Men seem to have this tendency to fight up to a point and then they say fuck it and storm off. Or they threaten to burn it all down. Maybe this is a result of thousands of years of fighting and wars. I think at times everyone was walking around with PTSD because they were force-drafted into battles and most men had seen and smelled the horror of a battle’s aftermath.
The modern version of this is, of course, to vote for a populist “politician” who promises to destroy the establishment – a worldwide phenomenon supported by the rise of Facebook and social media. Let’s end it all, because to slowly, slowly fix and repair and rebuild is not something that most men do well.

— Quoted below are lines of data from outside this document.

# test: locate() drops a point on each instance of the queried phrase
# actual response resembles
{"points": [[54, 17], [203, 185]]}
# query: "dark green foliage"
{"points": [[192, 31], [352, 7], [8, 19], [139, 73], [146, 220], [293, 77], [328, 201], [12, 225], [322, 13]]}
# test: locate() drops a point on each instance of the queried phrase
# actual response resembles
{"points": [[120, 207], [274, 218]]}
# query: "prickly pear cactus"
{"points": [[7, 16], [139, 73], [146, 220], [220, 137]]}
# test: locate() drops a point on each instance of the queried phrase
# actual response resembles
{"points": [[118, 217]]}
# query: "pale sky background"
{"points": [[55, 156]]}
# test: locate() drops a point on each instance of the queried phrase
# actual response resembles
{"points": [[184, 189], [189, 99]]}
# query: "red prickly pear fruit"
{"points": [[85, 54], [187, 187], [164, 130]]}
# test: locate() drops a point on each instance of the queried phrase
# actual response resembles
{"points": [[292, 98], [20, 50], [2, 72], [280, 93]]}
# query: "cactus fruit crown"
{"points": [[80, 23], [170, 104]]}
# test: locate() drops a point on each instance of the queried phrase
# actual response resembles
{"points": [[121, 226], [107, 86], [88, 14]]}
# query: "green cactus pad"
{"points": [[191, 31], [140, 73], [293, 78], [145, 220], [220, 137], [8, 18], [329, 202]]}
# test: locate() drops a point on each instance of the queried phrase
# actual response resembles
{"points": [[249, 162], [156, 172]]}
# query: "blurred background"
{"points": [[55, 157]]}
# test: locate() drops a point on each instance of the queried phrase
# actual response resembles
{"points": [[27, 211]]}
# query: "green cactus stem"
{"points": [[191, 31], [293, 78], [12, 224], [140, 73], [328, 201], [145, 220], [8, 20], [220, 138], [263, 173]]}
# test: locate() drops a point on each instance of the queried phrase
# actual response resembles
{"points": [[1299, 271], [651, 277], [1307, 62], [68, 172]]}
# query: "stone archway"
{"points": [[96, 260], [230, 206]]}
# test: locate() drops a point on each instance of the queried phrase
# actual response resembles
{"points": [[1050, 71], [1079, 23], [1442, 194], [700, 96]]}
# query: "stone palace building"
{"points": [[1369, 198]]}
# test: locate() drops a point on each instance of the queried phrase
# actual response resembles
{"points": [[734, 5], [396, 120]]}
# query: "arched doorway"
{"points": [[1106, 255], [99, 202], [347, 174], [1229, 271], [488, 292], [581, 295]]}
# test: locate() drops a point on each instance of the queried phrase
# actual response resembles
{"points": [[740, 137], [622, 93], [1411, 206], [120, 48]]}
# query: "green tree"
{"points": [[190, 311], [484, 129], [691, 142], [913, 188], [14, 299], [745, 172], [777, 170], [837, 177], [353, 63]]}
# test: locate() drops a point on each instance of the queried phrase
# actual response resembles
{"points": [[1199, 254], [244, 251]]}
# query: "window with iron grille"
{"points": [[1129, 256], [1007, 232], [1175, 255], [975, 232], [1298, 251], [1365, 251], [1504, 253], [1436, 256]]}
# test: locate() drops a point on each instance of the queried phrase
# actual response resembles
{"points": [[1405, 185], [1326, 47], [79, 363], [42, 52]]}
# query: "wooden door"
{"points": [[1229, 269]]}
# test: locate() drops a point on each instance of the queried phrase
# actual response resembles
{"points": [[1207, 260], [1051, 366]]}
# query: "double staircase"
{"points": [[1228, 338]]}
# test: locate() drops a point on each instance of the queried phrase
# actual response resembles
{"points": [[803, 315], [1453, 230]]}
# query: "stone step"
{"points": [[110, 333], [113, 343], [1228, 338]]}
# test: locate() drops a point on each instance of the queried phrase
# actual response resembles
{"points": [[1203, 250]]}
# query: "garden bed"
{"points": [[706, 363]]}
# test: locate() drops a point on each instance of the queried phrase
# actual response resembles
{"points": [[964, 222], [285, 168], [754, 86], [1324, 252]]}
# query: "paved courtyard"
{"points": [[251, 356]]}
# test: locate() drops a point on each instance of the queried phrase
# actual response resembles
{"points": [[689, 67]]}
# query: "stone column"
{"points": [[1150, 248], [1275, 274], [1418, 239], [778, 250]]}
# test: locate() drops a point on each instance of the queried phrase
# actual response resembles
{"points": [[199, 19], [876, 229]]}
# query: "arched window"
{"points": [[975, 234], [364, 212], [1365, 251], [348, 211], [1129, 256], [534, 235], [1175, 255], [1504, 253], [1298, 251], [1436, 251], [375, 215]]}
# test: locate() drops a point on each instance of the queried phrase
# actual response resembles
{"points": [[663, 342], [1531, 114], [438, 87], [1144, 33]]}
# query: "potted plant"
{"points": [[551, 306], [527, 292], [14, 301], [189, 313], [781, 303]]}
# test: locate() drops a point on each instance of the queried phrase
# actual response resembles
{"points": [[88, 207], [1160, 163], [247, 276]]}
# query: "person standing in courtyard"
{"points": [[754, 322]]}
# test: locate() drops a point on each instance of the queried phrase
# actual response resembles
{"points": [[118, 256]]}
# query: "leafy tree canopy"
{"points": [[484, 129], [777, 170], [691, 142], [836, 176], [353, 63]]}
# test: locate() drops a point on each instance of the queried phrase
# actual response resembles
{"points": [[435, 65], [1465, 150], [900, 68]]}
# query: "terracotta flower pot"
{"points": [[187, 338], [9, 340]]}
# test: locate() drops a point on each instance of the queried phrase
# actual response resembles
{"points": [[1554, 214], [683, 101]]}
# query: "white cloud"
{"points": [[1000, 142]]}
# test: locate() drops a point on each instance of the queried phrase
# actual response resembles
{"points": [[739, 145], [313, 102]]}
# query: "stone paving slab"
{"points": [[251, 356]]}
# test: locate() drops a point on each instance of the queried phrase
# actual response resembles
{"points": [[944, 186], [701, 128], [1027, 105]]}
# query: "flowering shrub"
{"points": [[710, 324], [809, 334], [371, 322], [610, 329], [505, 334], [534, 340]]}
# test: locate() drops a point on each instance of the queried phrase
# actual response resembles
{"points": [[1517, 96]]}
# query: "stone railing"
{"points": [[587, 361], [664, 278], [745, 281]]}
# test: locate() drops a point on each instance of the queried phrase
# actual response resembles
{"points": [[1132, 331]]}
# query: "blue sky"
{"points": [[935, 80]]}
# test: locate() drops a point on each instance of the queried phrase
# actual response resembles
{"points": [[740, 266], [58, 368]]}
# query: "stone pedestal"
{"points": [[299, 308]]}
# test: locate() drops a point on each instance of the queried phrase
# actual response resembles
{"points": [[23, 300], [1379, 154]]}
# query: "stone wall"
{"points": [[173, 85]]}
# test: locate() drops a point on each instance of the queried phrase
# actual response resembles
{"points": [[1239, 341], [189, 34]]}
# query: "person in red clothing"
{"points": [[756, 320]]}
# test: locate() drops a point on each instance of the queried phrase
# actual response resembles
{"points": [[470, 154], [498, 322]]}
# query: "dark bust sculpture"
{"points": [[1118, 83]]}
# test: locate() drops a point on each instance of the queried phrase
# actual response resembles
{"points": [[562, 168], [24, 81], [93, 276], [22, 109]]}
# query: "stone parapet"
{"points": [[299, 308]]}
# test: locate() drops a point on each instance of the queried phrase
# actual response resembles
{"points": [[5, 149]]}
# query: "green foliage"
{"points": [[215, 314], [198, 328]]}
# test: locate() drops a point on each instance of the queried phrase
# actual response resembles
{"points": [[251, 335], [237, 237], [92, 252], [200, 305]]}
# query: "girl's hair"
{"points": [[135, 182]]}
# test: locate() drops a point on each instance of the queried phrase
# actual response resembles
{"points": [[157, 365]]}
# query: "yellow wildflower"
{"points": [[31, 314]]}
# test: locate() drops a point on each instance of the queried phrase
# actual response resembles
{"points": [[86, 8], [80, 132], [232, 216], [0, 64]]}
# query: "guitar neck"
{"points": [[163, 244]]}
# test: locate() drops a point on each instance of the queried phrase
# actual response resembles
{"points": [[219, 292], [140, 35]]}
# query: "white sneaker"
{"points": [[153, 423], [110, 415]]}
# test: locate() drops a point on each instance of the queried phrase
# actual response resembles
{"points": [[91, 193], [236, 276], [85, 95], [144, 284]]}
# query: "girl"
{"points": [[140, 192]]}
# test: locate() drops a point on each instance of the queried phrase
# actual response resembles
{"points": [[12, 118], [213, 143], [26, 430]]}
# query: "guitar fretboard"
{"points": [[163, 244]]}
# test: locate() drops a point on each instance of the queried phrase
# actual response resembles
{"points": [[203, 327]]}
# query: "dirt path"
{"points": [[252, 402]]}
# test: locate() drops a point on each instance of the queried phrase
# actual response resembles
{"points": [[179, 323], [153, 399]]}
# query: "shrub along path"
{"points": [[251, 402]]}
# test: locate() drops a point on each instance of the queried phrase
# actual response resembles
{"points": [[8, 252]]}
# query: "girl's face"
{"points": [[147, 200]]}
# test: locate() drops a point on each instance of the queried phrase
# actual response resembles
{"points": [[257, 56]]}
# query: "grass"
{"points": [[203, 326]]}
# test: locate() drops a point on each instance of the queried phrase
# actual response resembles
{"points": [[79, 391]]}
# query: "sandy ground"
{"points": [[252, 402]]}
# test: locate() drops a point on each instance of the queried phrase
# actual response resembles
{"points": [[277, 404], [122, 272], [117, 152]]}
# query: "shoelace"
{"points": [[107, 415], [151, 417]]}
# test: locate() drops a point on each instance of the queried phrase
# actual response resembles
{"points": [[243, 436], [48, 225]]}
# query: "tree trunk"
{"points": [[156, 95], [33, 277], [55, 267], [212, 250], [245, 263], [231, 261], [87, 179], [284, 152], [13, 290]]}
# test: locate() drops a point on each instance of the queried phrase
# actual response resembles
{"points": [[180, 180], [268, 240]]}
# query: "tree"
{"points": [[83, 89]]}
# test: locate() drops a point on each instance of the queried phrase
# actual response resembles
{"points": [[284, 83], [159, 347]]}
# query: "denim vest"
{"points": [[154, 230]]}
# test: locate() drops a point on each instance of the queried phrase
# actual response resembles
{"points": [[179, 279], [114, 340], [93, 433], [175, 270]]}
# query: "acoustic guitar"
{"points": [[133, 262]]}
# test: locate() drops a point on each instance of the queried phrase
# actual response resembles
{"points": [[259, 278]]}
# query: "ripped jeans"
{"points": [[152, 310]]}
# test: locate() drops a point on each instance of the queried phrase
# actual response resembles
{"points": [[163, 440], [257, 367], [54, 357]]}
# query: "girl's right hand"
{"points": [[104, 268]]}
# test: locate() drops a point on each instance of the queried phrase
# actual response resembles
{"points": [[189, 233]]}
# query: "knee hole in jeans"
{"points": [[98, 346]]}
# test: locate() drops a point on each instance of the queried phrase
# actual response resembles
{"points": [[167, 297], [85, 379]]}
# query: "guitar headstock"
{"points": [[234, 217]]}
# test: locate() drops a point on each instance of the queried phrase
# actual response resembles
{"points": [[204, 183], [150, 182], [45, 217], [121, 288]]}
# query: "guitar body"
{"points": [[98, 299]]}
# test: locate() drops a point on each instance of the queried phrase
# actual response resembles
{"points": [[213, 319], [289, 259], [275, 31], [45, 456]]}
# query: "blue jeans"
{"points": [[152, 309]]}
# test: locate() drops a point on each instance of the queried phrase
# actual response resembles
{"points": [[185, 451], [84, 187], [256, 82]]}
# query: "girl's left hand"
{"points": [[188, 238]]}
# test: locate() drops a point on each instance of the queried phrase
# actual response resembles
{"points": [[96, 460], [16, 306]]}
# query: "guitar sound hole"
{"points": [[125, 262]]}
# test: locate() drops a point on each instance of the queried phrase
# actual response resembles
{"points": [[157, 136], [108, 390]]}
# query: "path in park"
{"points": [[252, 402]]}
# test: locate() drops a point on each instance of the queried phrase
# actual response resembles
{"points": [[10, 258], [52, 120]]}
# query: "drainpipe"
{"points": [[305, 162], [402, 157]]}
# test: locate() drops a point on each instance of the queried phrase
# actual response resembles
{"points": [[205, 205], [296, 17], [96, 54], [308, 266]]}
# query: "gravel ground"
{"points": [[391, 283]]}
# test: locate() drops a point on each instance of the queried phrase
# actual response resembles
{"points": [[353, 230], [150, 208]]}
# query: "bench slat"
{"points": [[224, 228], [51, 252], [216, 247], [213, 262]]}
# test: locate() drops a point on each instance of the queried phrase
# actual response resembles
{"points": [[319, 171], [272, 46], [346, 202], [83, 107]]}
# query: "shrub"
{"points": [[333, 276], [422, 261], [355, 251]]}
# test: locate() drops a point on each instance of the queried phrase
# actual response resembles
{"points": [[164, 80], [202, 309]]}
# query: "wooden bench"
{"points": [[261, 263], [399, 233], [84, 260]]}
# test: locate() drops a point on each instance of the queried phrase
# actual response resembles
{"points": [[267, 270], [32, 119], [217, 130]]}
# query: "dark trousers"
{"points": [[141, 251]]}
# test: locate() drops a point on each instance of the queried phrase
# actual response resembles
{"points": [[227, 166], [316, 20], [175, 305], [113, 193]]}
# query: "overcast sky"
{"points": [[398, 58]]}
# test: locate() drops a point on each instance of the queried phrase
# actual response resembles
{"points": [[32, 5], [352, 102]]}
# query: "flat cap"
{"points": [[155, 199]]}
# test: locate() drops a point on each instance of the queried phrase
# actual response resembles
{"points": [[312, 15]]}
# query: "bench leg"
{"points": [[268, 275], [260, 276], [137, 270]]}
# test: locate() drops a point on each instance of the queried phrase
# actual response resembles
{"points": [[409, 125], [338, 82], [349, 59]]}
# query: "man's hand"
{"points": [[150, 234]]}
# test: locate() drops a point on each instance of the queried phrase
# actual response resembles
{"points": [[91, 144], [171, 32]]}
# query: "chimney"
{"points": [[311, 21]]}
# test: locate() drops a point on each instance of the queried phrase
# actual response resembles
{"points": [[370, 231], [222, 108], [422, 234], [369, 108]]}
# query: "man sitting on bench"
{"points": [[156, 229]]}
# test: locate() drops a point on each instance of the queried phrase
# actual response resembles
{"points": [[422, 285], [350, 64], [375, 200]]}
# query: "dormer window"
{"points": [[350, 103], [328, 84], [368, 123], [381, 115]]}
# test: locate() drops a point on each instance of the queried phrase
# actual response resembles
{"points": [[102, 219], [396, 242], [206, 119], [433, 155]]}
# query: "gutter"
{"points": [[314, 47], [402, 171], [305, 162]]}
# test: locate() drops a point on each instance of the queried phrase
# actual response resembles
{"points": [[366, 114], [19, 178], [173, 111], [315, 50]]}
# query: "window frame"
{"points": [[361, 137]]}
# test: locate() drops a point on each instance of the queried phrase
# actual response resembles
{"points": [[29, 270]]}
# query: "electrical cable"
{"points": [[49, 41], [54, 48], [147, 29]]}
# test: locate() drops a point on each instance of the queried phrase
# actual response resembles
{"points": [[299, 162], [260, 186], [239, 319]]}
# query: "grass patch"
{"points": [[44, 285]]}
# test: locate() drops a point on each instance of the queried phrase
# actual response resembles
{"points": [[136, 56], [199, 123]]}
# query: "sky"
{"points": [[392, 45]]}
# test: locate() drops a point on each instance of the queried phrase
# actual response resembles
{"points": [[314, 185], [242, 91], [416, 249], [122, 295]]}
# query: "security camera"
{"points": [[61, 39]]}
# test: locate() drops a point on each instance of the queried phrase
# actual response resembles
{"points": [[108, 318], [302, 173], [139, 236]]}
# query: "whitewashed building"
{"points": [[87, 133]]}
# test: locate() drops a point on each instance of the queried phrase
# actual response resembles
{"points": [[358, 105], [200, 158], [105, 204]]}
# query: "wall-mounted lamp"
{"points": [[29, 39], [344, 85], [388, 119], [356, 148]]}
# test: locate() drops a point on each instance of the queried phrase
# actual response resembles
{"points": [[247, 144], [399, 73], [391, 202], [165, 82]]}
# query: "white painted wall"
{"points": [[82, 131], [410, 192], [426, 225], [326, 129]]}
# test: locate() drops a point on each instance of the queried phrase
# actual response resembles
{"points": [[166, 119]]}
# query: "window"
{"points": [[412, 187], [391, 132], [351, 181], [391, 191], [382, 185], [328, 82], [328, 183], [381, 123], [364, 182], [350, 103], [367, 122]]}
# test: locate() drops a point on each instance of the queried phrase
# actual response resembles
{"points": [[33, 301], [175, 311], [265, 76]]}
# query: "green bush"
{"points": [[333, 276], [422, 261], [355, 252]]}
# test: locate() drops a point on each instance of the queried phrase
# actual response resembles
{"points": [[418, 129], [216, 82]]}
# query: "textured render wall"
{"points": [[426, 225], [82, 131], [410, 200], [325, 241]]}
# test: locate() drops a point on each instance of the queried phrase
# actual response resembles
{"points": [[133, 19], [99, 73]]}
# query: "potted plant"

You may have heard of the term Truemmerfrauen, literally Rubble Women or Ruin Women, a German word for the women who cleared the ruins after WW2. They say it’s because there weren’t a lot of men to do the job as they died during the war or were injured or in POW camps… but I don’t think that’s the whole truth. To sift through rubble, to slowly mend something… most men don’t do that well.
I am trying to become better at mending and building. Doing things that take time and that unfold slowly, helps… like baking bread for example. But the urge to say fuck it always lurks somewhere underneath in the dark recesses.